Por María Alejandra Bedoya @ale_bedoya20


Son semanas que parecen como copiar y pegar, algunas son eternas y otras pueden pasar un poco desapercibidas, no se si es por la rutina o porque ya acostumbré a mi mente.

En Bogotá casi siempre son días nublados, oscuros, Muy fríos y para mi muy tristes, de vez en cuando sale el sol, se asoma unos minutos entre las nubes, hace su labor diaria de calentar un rato y se mete por algunos rincones de la casa.

Un día normal, aunque muchas veces me cuestiono que es normal, empieza con las cortinas cerradas, nunca pongo alarma porque me cuesta mucho conciliar el sueño( suelo despertarme en la madrugada, prendo el televisor y pongo alguna de esas películas de muñequitos mi novio solamente abre un ojo me mira y se voltea, se que no lo dejo dormir mucho pero, todo es cuestión de costumbre) mi cuerpo se acostumbro a levantarse entre las 630 y 730 am, generalmente abro los ojos, miro al techo y respiro profundamente, agradezco por un día mas, sea como sea, saludo a mis perros, empiezo a pensar que hare hoy, nunca me planteo si hare algo diferente y pocas veces suelo ser optimista y positiva, simplemente soy.

Lo primero que intento hacer es arreglar mi cama, abro las cortinas para ver si el sol esta por ahí, me miro al espejo para empezar mi rutina y casi siempre tengo taquicardia, es en ese momento cuando me miro al espejo y todo esta calmado y siento los latidos del corazón en los ojos, ese es mi momento de meditar. me cambio de ropa, dependiendo mi animo me pongo algo que me guste para empezar a hacer ejercicio o cojo cualquier camiseta de mi novio, el ya ni se percata de como me visto o que me pongo, cuando salgo del cuarto el ya empezó su día desde las 6 am.

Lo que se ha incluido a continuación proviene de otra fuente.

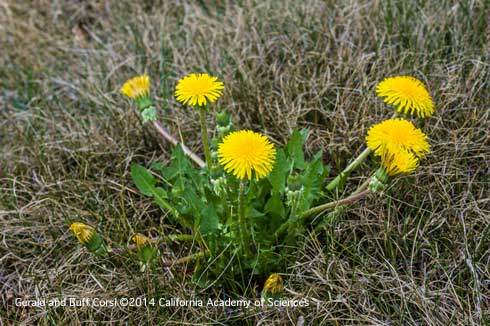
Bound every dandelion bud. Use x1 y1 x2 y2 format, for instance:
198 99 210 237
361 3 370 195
70 222 107 255
216 111 231 127
132 233 157 271
369 166 390 192
211 176 227 197
286 187 304 207
121 75 157 122
141 105 157 122
262 273 284 295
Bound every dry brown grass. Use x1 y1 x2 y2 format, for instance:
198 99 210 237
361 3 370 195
0 0 490 325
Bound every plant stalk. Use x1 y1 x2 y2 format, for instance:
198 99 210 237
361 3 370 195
199 106 211 170
301 189 371 219
327 147 371 191
238 179 250 255
163 250 209 267
153 121 206 168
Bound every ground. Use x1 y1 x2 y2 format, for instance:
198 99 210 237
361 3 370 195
0 0 490 325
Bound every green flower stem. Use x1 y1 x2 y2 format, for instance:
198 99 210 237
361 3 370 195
199 106 211 170
153 121 206 168
163 250 210 267
301 189 371 219
327 147 371 191
314 177 371 232
238 179 250 255
164 234 195 241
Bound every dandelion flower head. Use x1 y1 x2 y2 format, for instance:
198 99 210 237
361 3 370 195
121 75 150 99
70 222 95 244
132 233 151 249
218 130 276 180
366 119 430 175
264 273 284 294
175 74 225 106
376 76 434 118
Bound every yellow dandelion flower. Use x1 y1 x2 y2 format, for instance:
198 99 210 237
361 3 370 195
70 222 95 245
121 75 150 99
132 233 151 250
264 273 284 294
175 74 225 106
218 130 276 180
366 118 430 161
376 76 434 118
381 150 419 176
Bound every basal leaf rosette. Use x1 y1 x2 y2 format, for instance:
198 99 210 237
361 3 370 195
376 76 434 118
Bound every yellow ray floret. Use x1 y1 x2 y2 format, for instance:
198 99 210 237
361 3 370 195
132 233 151 250
121 75 150 99
264 273 284 294
376 76 434 118
70 222 95 245
175 74 225 106
381 150 419 176
366 119 430 158
218 130 276 180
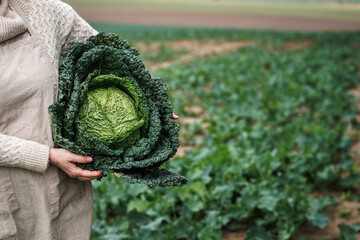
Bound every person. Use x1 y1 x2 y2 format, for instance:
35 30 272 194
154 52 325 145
0 0 102 240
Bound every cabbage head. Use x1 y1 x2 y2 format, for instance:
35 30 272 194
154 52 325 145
49 33 187 187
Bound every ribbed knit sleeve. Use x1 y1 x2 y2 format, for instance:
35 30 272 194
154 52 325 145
0 133 49 173
61 4 98 55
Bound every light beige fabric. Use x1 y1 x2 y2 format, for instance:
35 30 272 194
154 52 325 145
0 0 97 173
0 0 26 42
0 0 96 240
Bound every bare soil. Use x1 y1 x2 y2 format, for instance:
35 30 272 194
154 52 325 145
134 39 255 71
80 12 360 31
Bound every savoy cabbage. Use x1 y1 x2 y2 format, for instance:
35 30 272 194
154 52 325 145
49 33 186 186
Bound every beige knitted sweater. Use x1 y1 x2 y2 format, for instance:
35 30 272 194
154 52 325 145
0 0 97 173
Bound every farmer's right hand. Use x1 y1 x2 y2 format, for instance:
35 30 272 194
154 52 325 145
49 148 102 181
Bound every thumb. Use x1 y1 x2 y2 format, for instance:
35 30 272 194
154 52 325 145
70 154 92 163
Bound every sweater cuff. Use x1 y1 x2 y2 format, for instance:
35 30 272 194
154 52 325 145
20 141 50 173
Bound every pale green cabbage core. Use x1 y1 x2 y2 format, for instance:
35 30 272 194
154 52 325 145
76 87 144 149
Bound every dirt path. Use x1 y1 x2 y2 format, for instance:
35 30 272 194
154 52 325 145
80 12 360 31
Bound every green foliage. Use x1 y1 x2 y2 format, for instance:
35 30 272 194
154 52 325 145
338 224 358 240
49 33 186 186
92 29 360 240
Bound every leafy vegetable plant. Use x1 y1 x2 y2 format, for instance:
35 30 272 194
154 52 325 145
49 33 186 186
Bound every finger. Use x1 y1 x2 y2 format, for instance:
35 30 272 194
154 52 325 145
72 167 102 178
172 113 179 120
78 177 97 182
70 154 92 163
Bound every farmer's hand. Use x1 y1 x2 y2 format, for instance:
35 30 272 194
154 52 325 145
170 113 179 120
49 148 102 181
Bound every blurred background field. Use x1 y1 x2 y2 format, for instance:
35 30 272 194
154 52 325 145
67 0 360 31
67 0 360 240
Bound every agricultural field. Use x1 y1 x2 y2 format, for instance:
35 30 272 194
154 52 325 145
91 24 360 240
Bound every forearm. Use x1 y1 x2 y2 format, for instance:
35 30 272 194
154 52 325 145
0 133 49 173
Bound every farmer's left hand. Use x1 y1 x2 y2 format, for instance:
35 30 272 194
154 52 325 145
170 113 179 120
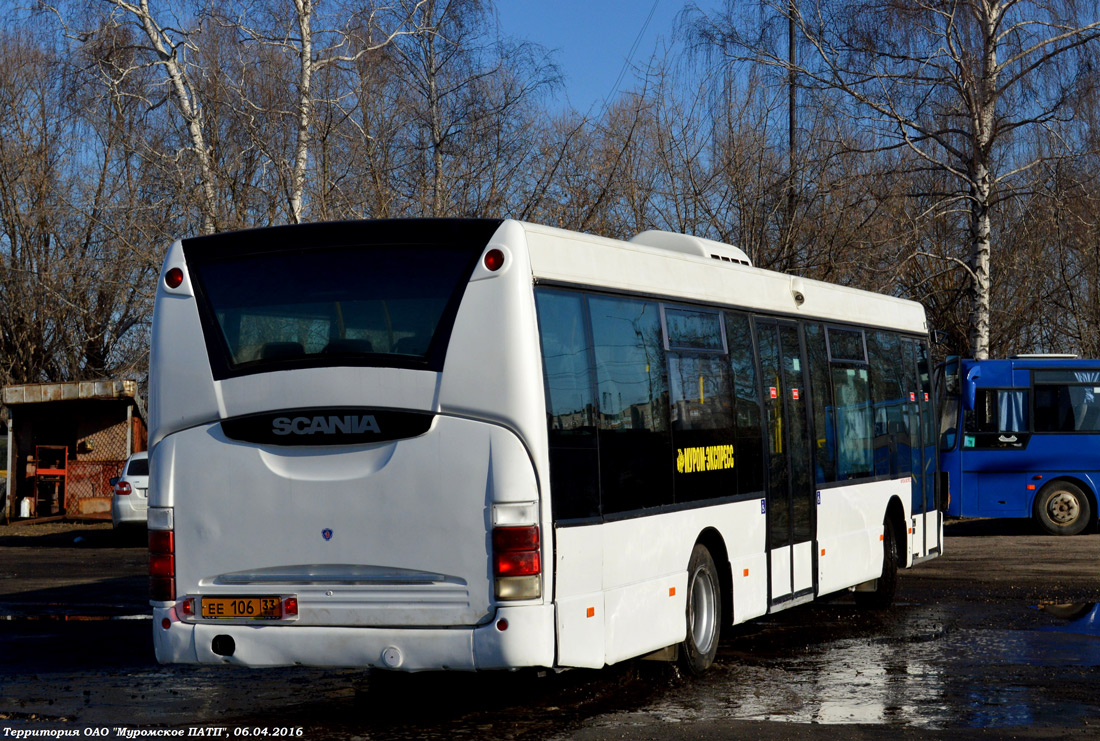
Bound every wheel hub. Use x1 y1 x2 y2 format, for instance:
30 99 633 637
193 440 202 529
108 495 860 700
1046 491 1081 524
688 568 718 653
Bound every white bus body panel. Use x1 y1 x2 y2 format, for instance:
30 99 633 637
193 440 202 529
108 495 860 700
817 478 912 595
153 605 554 672
154 416 538 630
556 499 768 667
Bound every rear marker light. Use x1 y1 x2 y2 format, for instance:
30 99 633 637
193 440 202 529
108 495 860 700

Desde que  empezó la pandemia tenia ciertos lugares de la casa que me daban energía y en los cuales me gustaba estar, pasan las semanas y ya no hay espacios que prefiera, sigo mi día  e intento hacer ejercicio al menos una hora, a veces pongo alguna canción que me guste y me preparo mentalmente para entrar al salón virtual, muchas veces lo pongo desde mi celular y así puedo estar donde mas cómoda me sienta, casi todos los días me toca cocinar, las ideas ya se acabaron, los menús suelen repetirse y por pereza intento hacer por lo menos para dos días, antes solía estar pendiente de algunas personas como amigos y familiares, me esmeraba por saber como estaban o que acontecía, pensaba mucho todo el día, mi cabeza era una maquina, pero ahora me di cuenta que todos tenemos muchos problemas y que cada uno vive la pandemia de una manera diferente, que hay que dar espacio y que no es necesario estar preguntando todos los días como estas, ahora dejo fluir las conversaciones, ya no pienso tanto, deje de ver noticias y mi único contacto con el mundo es mi novio, a el le gusta estar siempre informado, siempre lee sobre lo que pasa y en muchas de mis crisis que por cierto solían ser seguidas le preguntaba como hacia para estar tan estable, para no entrar en crisis, para mantener todo en calma y como es de esperarse su respuesta es no se, no estés triste.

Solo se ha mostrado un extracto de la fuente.